The Pennsylvania State University
Cover for the book A Hair of the Dog

A Hair of the Dog

Irish Drinking and American Stereotype Richard A. Stivers
  • Publish Date: 1/8/1991
  • Dimensions: 6 x 9
  • Page Count: 208 pages
  • Hardcover ISBN: 978-0-271-01219-3

The book is a sociohistorical and comparative study of an apparent discrepancy between an extremely high rate of alcoholism among Irish-Americans from the mid-19th century through the early 20th century and a more moderate, if not low, rate for the Irish in Ireland during the same period. The study attempts to situate Irish drinking patterns and temperance movements within the larger context of a historically changing Irish culture and social structure. Subsequently, the situation of the Irish-American as immigrant, his exposure to American society and culture, and his neighborhood settlement patterns are examined for their leads in understanding Irish-American drinking. Finally, the study includes description and interpretation of facts concerning drink and temperance among the Irish in modern Ireland and America. Dr. Stivers thus takes sharp issue with Daniel P. Moynihan's assertion in Beyond the Melting Pot that there is an "Irish Tendency to alcohol addiction." Instead, he builds on the 1944 study by R.F. Bales of Harvard which contrasted low alcoholism rates in Ireland with high rates among Irish-Americans.

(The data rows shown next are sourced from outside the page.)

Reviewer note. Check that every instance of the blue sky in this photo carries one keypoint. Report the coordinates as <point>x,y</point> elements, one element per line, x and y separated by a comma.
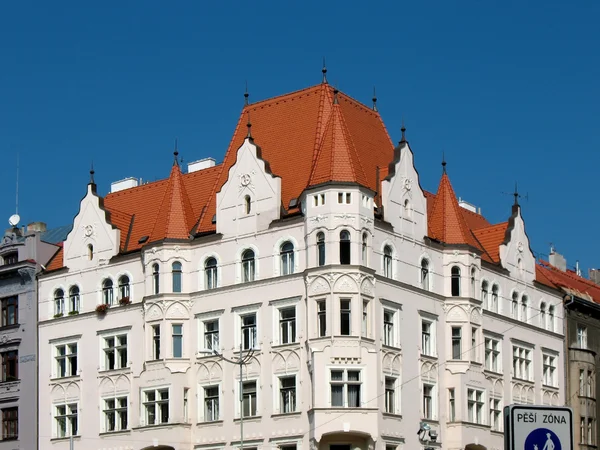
<point>508,90</point>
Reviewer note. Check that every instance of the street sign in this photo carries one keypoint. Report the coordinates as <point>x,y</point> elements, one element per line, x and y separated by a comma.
<point>538,428</point>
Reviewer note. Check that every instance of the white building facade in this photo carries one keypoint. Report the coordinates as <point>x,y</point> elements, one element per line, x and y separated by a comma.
<point>358,328</point>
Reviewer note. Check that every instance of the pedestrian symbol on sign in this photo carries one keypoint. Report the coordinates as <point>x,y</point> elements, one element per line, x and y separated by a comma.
<point>542,439</point>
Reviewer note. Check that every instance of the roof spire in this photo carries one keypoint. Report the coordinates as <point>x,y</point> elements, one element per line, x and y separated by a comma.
<point>374,100</point>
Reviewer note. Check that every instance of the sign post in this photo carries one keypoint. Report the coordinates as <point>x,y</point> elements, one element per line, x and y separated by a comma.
<point>538,428</point>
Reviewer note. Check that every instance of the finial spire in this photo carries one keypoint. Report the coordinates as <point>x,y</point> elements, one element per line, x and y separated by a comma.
<point>374,100</point>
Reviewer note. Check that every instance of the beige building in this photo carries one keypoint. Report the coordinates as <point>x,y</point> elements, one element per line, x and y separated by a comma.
<point>366,308</point>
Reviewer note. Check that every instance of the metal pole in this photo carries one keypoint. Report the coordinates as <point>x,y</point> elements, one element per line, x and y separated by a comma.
<point>241,361</point>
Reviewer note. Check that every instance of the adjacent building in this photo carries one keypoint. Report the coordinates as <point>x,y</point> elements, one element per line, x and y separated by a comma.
<point>368,312</point>
<point>22,253</point>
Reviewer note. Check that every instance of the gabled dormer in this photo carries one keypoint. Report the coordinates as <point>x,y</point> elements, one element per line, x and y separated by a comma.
<point>403,201</point>
<point>93,239</point>
<point>515,253</point>
<point>250,199</point>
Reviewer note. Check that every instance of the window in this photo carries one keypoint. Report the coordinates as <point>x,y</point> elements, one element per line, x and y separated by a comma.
<point>387,262</point>
<point>248,266</point>
<point>74,299</point>
<point>10,365</point>
<point>456,342</point>
<point>287,258</point>
<point>124,287</point>
<point>211,334</point>
<point>115,414</point>
<point>66,360</point>
<point>364,249</point>
<point>211,403</point>
<point>107,292</point>
<point>322,318</point>
<point>115,352</point>
<point>495,414</point>
<point>176,273</point>
<point>475,406</point>
<point>210,273</point>
<point>388,328</point>
<point>549,370</point>
<point>156,406</point>
<point>427,401</point>
<point>581,336</point>
<point>177,340</point>
<point>451,405</point>
<point>455,281</point>
<point>287,394</point>
<point>249,406</point>
<point>10,311</point>
<point>156,341</point>
<point>321,248</point>
<point>155,279</point>
<point>249,331</point>
<point>344,247</point>
<point>287,325</point>
<point>345,317</point>
<point>10,423</point>
<point>494,304</point>
<point>521,363</point>
<point>59,302</point>
<point>65,417</point>
<point>492,355</point>
<point>427,345</point>
<point>247,204</point>
<point>390,395</point>
<point>425,274</point>
<point>345,388</point>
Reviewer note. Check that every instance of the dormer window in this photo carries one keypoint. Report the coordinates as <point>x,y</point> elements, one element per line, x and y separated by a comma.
<point>344,247</point>
<point>176,274</point>
<point>455,281</point>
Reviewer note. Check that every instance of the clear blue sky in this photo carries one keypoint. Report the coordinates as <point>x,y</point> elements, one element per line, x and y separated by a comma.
<point>509,90</point>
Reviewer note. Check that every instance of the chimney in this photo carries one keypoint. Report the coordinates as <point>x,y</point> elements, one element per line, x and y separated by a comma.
<point>121,185</point>
<point>39,227</point>
<point>201,164</point>
<point>558,261</point>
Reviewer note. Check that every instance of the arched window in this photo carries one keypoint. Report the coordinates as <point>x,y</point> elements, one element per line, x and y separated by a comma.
<point>210,273</point>
<point>455,281</point>
<point>515,306</point>
<point>155,279</point>
<point>59,302</point>
<point>494,305</point>
<point>364,249</point>
<point>287,258</point>
<point>176,273</point>
<point>124,287</point>
<point>248,266</point>
<point>425,274</point>
<point>107,292</point>
<point>484,295</point>
<point>321,248</point>
<point>387,261</point>
<point>524,308</point>
<point>344,247</point>
<point>551,318</point>
<point>74,299</point>
<point>543,315</point>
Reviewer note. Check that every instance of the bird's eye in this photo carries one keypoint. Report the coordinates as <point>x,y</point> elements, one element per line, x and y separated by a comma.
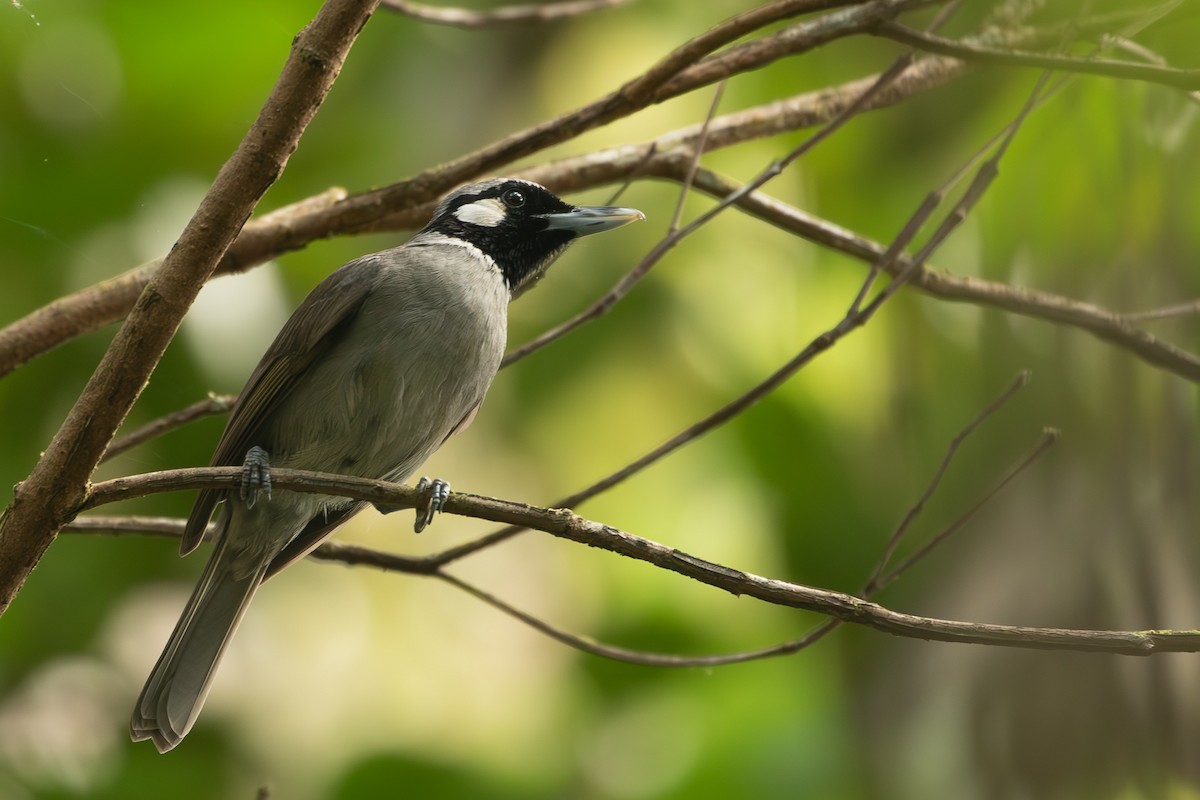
<point>513,198</point>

Dr. Stivers posits two explanations: in Ireland, a "bachelor group ethic" (arising from relatively few and late marriages, religiously imposed chastity, and cultural segregation of the sexes); in the U.S., more severe disruption of social solidarity among Irish-Americans then among other immigrant groups, with consequent intensification of the bachelor group ethic.

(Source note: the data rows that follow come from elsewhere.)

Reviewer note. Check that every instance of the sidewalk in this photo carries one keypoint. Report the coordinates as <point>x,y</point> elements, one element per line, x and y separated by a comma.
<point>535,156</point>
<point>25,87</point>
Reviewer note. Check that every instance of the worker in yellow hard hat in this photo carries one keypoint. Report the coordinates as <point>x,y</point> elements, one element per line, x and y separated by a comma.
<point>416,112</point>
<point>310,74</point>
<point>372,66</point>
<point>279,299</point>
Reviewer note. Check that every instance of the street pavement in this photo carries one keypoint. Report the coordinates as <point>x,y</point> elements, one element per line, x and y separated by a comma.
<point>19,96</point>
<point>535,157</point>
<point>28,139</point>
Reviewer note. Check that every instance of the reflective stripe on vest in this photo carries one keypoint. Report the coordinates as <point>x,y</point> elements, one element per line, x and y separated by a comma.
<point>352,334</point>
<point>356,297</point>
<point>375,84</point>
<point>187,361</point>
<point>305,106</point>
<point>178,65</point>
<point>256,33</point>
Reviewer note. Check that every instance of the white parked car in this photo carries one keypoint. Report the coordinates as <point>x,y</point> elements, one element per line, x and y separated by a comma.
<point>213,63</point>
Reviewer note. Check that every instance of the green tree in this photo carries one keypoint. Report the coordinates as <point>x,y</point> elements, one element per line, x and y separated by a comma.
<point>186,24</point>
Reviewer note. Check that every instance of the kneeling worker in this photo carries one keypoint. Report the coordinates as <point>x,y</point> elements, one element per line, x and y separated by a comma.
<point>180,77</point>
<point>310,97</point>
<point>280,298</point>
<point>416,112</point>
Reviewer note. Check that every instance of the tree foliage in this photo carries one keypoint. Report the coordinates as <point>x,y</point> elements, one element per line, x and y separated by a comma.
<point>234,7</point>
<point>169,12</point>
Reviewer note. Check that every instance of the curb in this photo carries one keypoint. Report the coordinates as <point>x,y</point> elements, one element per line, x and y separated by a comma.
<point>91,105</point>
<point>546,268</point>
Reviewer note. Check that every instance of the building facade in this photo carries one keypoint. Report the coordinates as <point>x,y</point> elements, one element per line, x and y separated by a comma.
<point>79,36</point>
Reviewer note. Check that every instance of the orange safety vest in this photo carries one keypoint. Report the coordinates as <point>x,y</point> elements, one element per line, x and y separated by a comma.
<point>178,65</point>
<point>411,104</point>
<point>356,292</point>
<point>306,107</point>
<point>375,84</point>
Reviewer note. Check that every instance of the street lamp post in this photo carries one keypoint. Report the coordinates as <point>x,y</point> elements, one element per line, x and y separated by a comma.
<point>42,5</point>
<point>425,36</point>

In his introductory and concluding chapters Dr. Stivres emphasizes the implications of his findings not only for the sociological study of alcoholism but, more important, for the analysis of deviant behavior and its interaction with ethnic stereotypes.

Richard Stivers is co-editor of The Collective Definition of Deviance and a contributor to Alcoholism: Interdisciplinary Approaches. A former social worker, he has been a research fellow at the National University of Ireland (Galway) and now teaches sociology at Illinois State University. He took his BA at Creighton, his MS in social work at St. Louis, and his PhD at Southern Illinois.